Tuesday, 3 August 1971

1968, A Year to Remember

That first boating holiday aboard Yorkanaught
January 2010

Because it was so long ago, and I was so young, I can't provide a chronological record of our trip to Llangollen. Andrew Denny recently observed that one remembers things in flashes or snippets and it is very true, especially the experiences gleaned from ones childhood.

Captain Ahab dreaming watery dreams 1968

I think we hired from a  company called Dolphin Marine in Nuneaton, but I can't be sure. We certainly travelled to Hurleston Junction via the Staffs and Worcester and the Shropshire Union canals. The plan had been to make the outward journey via the Trent and Mersey, but Yorkonought had a fixed windscreen which was too high to allow it to pass through the much subsided Harecastle Tunnel.  Instead, it was an out and back trip along the Shroppie, with images of it's endless cuttings seared into my memory. As a teenager I found getting to sleep difficult and my routine was to imagine myself on a canal boat creeping so slowly towards a bridge at the far end of a tree lined canyon, my slowing heart beat matching the pace of the single cylendered Bolinder installed in my fantasy craft. It was ony a few years ago that I realised the image was real and was actually Tyrely Cutting.

Shropshire Union 1968

Beyond that I made little boats out of shaped wood before we set off, and these were trailed behind the boat on string, sliding up and down the wake with a young boy dreaming that, one day, he too would have a real canal boat. Maybe he would even live in the Midlands and explore this watery wonderland to it's full extent. It's little wonder that I am drawn back to the Shropshire Union cuttings for my solo trip each autumn!

Chillington Wharf 1968

The final section of this memorable trip was the journey through the BCN. Whereas today it is quiet and green, the late 1960's presented a very different picture. Factories and founderies lined the route, hissing and spitting foul smelling vapours out of mysterious pipes in walls. And the water was no better. The cut was a stew of noxious filth and the Ashted Locks were a sea of vile oily slime.

Captain Ahab aged eight and a quarter!

The passage of time is a mixed blessing. Sure the BCN is much cleaner, and there are even fish in it's once polluted waters, but what I would give for just one weekend cruising round it as it used to be. Not that we appreciated it at the time.
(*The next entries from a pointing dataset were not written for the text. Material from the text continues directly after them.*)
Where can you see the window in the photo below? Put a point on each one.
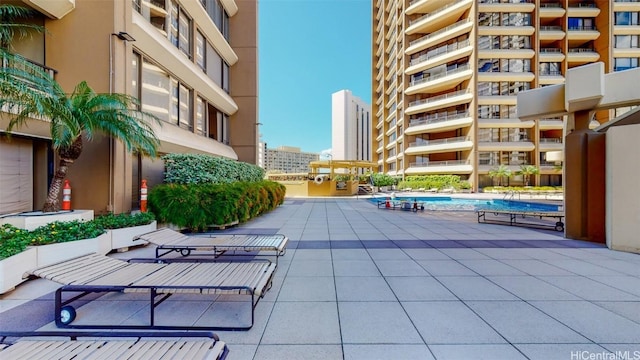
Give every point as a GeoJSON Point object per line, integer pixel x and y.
{"type": "Point", "coordinates": [626, 18]}
{"type": "Point", "coordinates": [180, 29]}
{"type": "Point", "coordinates": [626, 41]}
{"type": "Point", "coordinates": [625, 63]}
{"type": "Point", "coordinates": [201, 51]}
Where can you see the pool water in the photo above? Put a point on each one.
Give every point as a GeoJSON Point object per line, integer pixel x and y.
{"type": "Point", "coordinates": [447, 203]}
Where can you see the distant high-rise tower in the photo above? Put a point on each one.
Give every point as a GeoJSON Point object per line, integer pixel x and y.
{"type": "Point", "coordinates": [350, 127]}
{"type": "Point", "coordinates": [446, 74]}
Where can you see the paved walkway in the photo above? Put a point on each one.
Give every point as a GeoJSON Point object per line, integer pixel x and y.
{"type": "Point", "coordinates": [362, 283]}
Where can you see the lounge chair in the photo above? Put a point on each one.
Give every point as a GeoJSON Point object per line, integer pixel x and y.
{"type": "Point", "coordinates": [168, 241]}
{"type": "Point", "coordinates": [159, 278]}
{"type": "Point", "coordinates": [112, 345]}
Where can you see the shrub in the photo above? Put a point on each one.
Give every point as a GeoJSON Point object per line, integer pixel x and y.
{"type": "Point", "coordinates": [12, 240]}
{"type": "Point", "coordinates": [198, 206]}
{"type": "Point", "coordinates": [202, 169]}
{"type": "Point", "coordinates": [119, 221]}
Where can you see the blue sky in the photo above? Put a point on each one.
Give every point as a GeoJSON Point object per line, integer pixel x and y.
{"type": "Point", "coordinates": [307, 50]}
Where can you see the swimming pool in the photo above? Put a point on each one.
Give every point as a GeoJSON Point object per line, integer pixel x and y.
{"type": "Point", "coordinates": [446, 203]}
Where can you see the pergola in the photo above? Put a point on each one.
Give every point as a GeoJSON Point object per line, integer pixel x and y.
{"type": "Point", "coordinates": [351, 165]}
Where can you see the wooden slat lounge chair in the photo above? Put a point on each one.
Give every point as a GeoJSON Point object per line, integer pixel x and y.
{"type": "Point", "coordinates": [112, 345]}
{"type": "Point", "coordinates": [168, 241]}
{"type": "Point", "coordinates": [514, 215]}
{"type": "Point", "coordinates": [159, 278]}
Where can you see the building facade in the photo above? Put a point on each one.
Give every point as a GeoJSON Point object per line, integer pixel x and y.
{"type": "Point", "coordinates": [193, 64]}
{"type": "Point", "coordinates": [350, 127]}
{"type": "Point", "coordinates": [289, 159]}
{"type": "Point", "coordinates": [446, 75]}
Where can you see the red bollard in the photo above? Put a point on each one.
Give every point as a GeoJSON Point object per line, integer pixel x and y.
{"type": "Point", "coordinates": [143, 196]}
{"type": "Point", "coordinates": [66, 196]}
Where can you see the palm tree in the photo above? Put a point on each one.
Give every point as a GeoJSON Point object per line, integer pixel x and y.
{"type": "Point", "coordinates": [11, 25]}
{"type": "Point", "coordinates": [500, 172]}
{"type": "Point", "coordinates": [526, 171]}
{"type": "Point", "coordinates": [27, 92]}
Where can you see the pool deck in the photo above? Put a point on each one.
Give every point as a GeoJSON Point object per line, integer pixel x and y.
{"type": "Point", "coordinates": [362, 283]}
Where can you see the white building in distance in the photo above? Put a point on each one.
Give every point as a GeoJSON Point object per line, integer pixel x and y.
{"type": "Point", "coordinates": [289, 159]}
{"type": "Point", "coordinates": [350, 127]}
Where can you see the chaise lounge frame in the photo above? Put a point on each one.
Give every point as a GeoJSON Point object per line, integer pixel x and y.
{"type": "Point", "coordinates": [515, 215]}
{"type": "Point", "coordinates": [168, 241]}
{"type": "Point", "coordinates": [112, 345]}
{"type": "Point", "coordinates": [91, 274]}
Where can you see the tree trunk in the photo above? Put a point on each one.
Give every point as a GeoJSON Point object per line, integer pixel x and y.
{"type": "Point", "coordinates": [52, 204]}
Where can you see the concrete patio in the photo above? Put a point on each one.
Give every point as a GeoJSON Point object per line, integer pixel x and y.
{"type": "Point", "coordinates": [358, 282]}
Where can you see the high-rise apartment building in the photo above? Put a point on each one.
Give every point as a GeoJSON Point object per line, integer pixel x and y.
{"type": "Point", "coordinates": [350, 127]}
{"type": "Point", "coordinates": [191, 63]}
{"type": "Point", "coordinates": [446, 75]}
{"type": "Point", "coordinates": [289, 159]}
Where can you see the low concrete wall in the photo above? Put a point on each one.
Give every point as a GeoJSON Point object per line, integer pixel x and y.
{"type": "Point", "coordinates": [623, 188]}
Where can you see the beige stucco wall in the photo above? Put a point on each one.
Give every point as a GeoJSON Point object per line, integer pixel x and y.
{"type": "Point", "coordinates": [623, 191]}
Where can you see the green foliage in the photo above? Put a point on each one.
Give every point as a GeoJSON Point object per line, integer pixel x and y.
{"type": "Point", "coordinates": [201, 169]}
{"type": "Point", "coordinates": [119, 221]}
{"type": "Point", "coordinates": [381, 179]}
{"type": "Point", "coordinates": [12, 240]}
{"type": "Point", "coordinates": [434, 182]}
{"type": "Point", "coordinates": [198, 206]}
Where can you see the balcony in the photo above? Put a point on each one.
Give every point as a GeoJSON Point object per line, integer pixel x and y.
{"type": "Point", "coordinates": [550, 144]}
{"type": "Point", "coordinates": [459, 28]}
{"type": "Point", "coordinates": [523, 6]}
{"type": "Point", "coordinates": [626, 52]}
{"type": "Point", "coordinates": [439, 56]}
{"type": "Point", "coordinates": [582, 55]}
{"type": "Point", "coordinates": [583, 33]}
{"type": "Point", "coordinates": [551, 10]}
{"type": "Point", "coordinates": [440, 167]}
{"type": "Point", "coordinates": [551, 33]}
{"type": "Point", "coordinates": [460, 143]}
{"type": "Point", "coordinates": [524, 30]}
{"type": "Point", "coordinates": [439, 18]}
{"type": "Point", "coordinates": [439, 122]}
{"type": "Point", "coordinates": [626, 5]}
{"type": "Point", "coordinates": [440, 101]}
{"type": "Point", "coordinates": [550, 124]}
{"type": "Point", "coordinates": [583, 10]}
{"type": "Point", "coordinates": [440, 81]}
{"type": "Point", "coordinates": [423, 6]}
{"type": "Point", "coordinates": [551, 55]}
{"type": "Point", "coordinates": [497, 122]}
{"type": "Point", "coordinates": [550, 77]}
{"type": "Point", "coordinates": [506, 145]}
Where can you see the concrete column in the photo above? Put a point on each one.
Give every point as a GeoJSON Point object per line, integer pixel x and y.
{"type": "Point", "coordinates": [585, 181]}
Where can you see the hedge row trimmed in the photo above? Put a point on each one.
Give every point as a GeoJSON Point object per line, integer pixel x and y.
{"type": "Point", "coordinates": [203, 169]}
{"type": "Point", "coordinates": [199, 206]}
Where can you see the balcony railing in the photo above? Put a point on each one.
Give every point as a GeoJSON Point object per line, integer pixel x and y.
{"type": "Point", "coordinates": [23, 64]}
{"type": "Point", "coordinates": [581, 50]}
{"type": "Point", "coordinates": [452, 140]}
{"type": "Point", "coordinates": [439, 163]}
{"type": "Point", "coordinates": [439, 75]}
{"type": "Point", "coordinates": [551, 140]}
{"type": "Point", "coordinates": [439, 117]}
{"type": "Point", "coordinates": [439, 97]}
{"type": "Point", "coordinates": [435, 13]}
{"type": "Point", "coordinates": [583, 28]}
{"type": "Point", "coordinates": [439, 32]}
{"type": "Point", "coordinates": [439, 51]}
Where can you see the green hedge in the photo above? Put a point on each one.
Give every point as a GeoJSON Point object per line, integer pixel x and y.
{"type": "Point", "coordinates": [14, 240]}
{"type": "Point", "coordinates": [434, 182]}
{"type": "Point", "coordinates": [198, 206]}
{"type": "Point", "coordinates": [203, 169]}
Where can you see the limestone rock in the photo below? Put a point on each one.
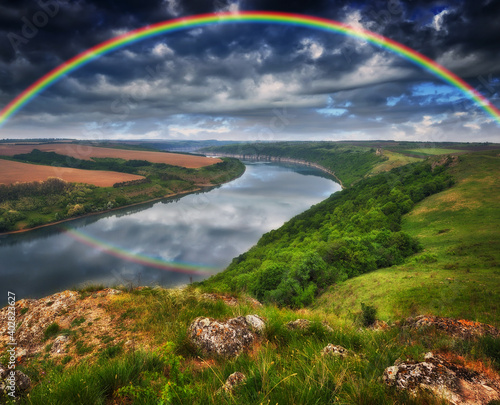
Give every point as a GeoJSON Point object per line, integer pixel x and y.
{"type": "Point", "coordinates": [227, 339]}
{"type": "Point", "coordinates": [334, 350]}
{"type": "Point", "coordinates": [233, 381]}
{"type": "Point", "coordinates": [457, 385]}
{"type": "Point", "coordinates": [256, 322]}
{"type": "Point", "coordinates": [21, 381]}
{"type": "Point", "coordinates": [299, 324]}
{"type": "Point", "coordinates": [59, 345]}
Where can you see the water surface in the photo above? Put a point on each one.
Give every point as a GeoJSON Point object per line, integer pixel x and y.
{"type": "Point", "coordinates": [153, 243]}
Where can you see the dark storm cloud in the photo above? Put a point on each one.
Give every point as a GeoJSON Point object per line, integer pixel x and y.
{"type": "Point", "coordinates": [226, 81]}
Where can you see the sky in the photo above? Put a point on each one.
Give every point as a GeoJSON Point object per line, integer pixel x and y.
{"type": "Point", "coordinates": [251, 81]}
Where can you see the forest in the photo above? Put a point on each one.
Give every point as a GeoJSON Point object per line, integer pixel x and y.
{"type": "Point", "coordinates": [27, 205]}
{"type": "Point", "coordinates": [355, 231]}
{"type": "Point", "coordinates": [348, 162]}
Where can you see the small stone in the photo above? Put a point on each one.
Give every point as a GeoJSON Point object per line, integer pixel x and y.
{"type": "Point", "coordinates": [327, 327]}
{"type": "Point", "coordinates": [233, 381]}
{"type": "Point", "coordinates": [455, 384]}
{"type": "Point", "coordinates": [227, 339]}
{"type": "Point", "coordinates": [256, 322]}
{"type": "Point", "coordinates": [23, 382]}
{"type": "Point", "coordinates": [299, 324]}
{"type": "Point", "coordinates": [334, 350]}
{"type": "Point", "coordinates": [59, 345]}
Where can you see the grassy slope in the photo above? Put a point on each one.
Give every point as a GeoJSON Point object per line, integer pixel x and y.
{"type": "Point", "coordinates": [287, 366]}
{"type": "Point", "coordinates": [458, 274]}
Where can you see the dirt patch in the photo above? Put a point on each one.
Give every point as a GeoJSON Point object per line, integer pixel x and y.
{"type": "Point", "coordinates": [461, 328]}
{"type": "Point", "coordinates": [12, 172]}
{"type": "Point", "coordinates": [84, 152]}
{"type": "Point", "coordinates": [85, 325]}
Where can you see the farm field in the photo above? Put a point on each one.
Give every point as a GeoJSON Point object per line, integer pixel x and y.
{"type": "Point", "coordinates": [85, 152]}
{"type": "Point", "coordinates": [12, 172]}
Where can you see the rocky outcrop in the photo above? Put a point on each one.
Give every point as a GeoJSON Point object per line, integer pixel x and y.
{"type": "Point", "coordinates": [459, 328]}
{"type": "Point", "coordinates": [455, 384]}
{"type": "Point", "coordinates": [300, 324]}
{"type": "Point", "coordinates": [227, 339]}
{"type": "Point", "coordinates": [67, 310]}
{"type": "Point", "coordinates": [59, 345]}
{"type": "Point", "coordinates": [234, 381]}
{"type": "Point", "coordinates": [334, 351]}
{"type": "Point", "coordinates": [16, 383]}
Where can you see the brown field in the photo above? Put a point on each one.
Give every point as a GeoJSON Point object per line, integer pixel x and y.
{"type": "Point", "coordinates": [85, 152]}
{"type": "Point", "coordinates": [12, 172]}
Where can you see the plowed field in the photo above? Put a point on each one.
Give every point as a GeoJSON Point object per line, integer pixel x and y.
{"type": "Point", "coordinates": [12, 172]}
{"type": "Point", "coordinates": [88, 152]}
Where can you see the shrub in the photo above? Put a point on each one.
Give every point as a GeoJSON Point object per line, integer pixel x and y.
{"type": "Point", "coordinates": [368, 314]}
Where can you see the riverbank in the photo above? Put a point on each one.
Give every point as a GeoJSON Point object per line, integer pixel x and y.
{"type": "Point", "coordinates": [279, 160]}
{"type": "Point", "coordinates": [37, 205]}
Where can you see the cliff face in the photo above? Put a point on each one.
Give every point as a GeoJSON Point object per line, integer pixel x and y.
{"type": "Point", "coordinates": [278, 159]}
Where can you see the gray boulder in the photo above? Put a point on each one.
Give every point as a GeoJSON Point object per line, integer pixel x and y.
{"type": "Point", "coordinates": [455, 384]}
{"type": "Point", "coordinates": [227, 339]}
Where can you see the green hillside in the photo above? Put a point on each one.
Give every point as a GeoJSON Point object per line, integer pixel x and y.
{"type": "Point", "coordinates": [458, 272]}
{"type": "Point", "coordinates": [421, 239]}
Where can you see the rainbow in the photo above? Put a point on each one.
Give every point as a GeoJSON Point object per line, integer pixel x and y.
{"type": "Point", "coordinates": [144, 260]}
{"type": "Point", "coordinates": [248, 17]}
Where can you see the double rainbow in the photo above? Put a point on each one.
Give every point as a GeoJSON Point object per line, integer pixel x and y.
{"type": "Point", "coordinates": [249, 17]}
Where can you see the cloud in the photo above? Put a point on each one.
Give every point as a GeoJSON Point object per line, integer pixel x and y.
{"type": "Point", "coordinates": [179, 84]}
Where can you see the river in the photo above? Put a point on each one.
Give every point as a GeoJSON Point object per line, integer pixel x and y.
{"type": "Point", "coordinates": [168, 242]}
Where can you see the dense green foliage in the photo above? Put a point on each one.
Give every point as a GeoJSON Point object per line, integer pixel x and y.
{"type": "Point", "coordinates": [27, 205]}
{"type": "Point", "coordinates": [349, 163]}
{"type": "Point", "coordinates": [353, 232]}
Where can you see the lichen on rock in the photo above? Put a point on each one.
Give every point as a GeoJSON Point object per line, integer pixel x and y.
{"type": "Point", "coordinates": [227, 339]}
{"type": "Point", "coordinates": [454, 383]}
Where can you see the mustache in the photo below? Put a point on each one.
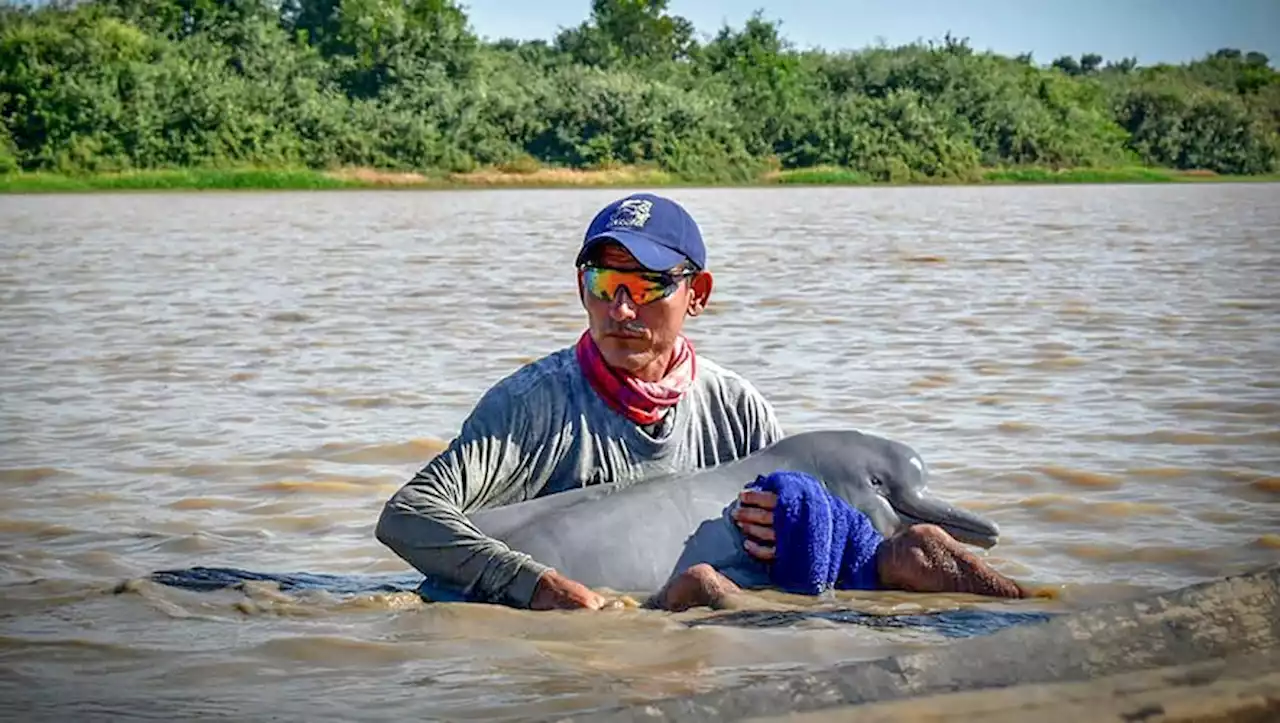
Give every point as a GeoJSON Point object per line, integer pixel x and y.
{"type": "Point", "coordinates": [627, 328]}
Then the BCN was a worrying and forbidding place, one to be crossed with all haste rushing from the rural safety of Autherley to the other side at Minworth in one long marathon day.

All in all a great trip which seduced us all back to the inland waterways time and time again - and calls me still. Yorkanaught may have been a very basic boat but it's passage in the summer of 68 led to the accumulation of a huge body of memories, and a handful of faded photos.

2 comments:

Halfie said...

How marvellous to have such memories and the photos to go with them! I wonder if my parents took any photos of my own induction to the waterways back in 1975? I will find out.

Andy Tidy said...

Halfie
When I received the USB stick full of old family photos it felt like my birthday and christmas rolled into one.